Un jour ou l’autre, les robots feront partie intégrante de notre quotidien. Mais pas aujourd’hui, c’est danse ! Le célèbre fabricant de robots Boston Dynamics, récemment racheté par Hyundai, a dévoilé une chorégraphie impressionnante avec ses principaux robots. Une vidéo étonnante qui émerveille autant qu’elle fait peur.

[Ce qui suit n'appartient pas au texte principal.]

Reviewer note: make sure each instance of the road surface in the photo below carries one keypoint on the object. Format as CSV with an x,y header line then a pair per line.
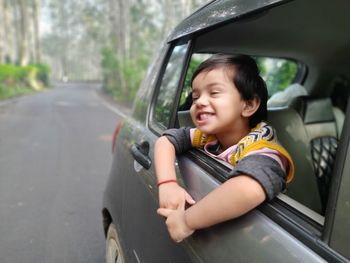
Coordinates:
x,y
55,156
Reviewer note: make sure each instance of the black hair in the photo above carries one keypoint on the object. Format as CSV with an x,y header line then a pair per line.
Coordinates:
x,y
246,78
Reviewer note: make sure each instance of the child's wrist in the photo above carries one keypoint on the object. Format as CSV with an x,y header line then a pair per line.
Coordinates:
x,y
186,221
166,182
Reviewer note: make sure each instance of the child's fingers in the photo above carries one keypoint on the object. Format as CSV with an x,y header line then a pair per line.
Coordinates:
x,y
164,211
189,199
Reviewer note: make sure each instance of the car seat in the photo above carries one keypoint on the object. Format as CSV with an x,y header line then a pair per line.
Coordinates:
x,y
323,124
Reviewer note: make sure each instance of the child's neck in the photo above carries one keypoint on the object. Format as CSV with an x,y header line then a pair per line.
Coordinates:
x,y
228,139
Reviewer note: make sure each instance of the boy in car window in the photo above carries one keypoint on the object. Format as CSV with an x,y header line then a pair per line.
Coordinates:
x,y
229,107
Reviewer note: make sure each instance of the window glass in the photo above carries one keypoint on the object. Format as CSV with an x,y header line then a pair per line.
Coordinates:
x,y
341,230
168,88
278,74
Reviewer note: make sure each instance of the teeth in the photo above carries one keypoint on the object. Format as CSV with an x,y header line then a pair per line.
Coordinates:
x,y
204,116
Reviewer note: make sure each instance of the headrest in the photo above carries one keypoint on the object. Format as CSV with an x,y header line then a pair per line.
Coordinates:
x,y
283,98
313,110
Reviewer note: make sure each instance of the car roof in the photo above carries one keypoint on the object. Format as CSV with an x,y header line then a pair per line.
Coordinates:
x,y
313,32
217,12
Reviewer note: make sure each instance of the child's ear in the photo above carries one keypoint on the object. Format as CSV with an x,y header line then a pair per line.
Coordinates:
x,y
250,107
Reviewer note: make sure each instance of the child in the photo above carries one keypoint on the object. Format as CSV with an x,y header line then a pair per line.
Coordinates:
x,y
229,105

À chacune de ses vidéos, la société d’origine américaine agite les réseaux sociaux. Il faut dire qu’elle dévoile chaque année de nouvelles avancées qui nous rapprochent toujours un peu plus de Terminator. Du robot qui marche, au robot qui fait du parkour pour passer aujourd’hui aux robots qui dansent en rythme.

“Do you love me ?”

Sur un air entêtant du groupe américain de musique soul The Contours, on retrouve 3 espèces de robots qui se déhanchent : Spot (le chien), Handle (le bras télescopique) et Atlas (le robot humanoïde). Le titre de la musique s’appelle “Do you love me ?” et n’a évidemment pas été choisi au hasard. Aimez-vous les robots ? Quand ils dansent oui !

Uptown Funk

En 2018, une vidéo avait été dévoilée où le robot Spot se laissait aller à quelques pas de danse sur la chanson de Mark Ronson, “Uptown Funk”. Les gestes, clairement moins assurés que dans cette nouvelle vidéo, suivaient une chorégraphie moins ordonnée. On pourrait croire que ce sont des effets spéciaux mais il semblerait que ce ne soit pas du tout le cas.
Si l’idée vous venait d’en acquérir un, sachez que Boston Dynamics ne commercialise que le robot jaune, Spot, pour la modique somme de 74.500 dollars. Atlas et Handle demeurent pour le moment de simples prototypes.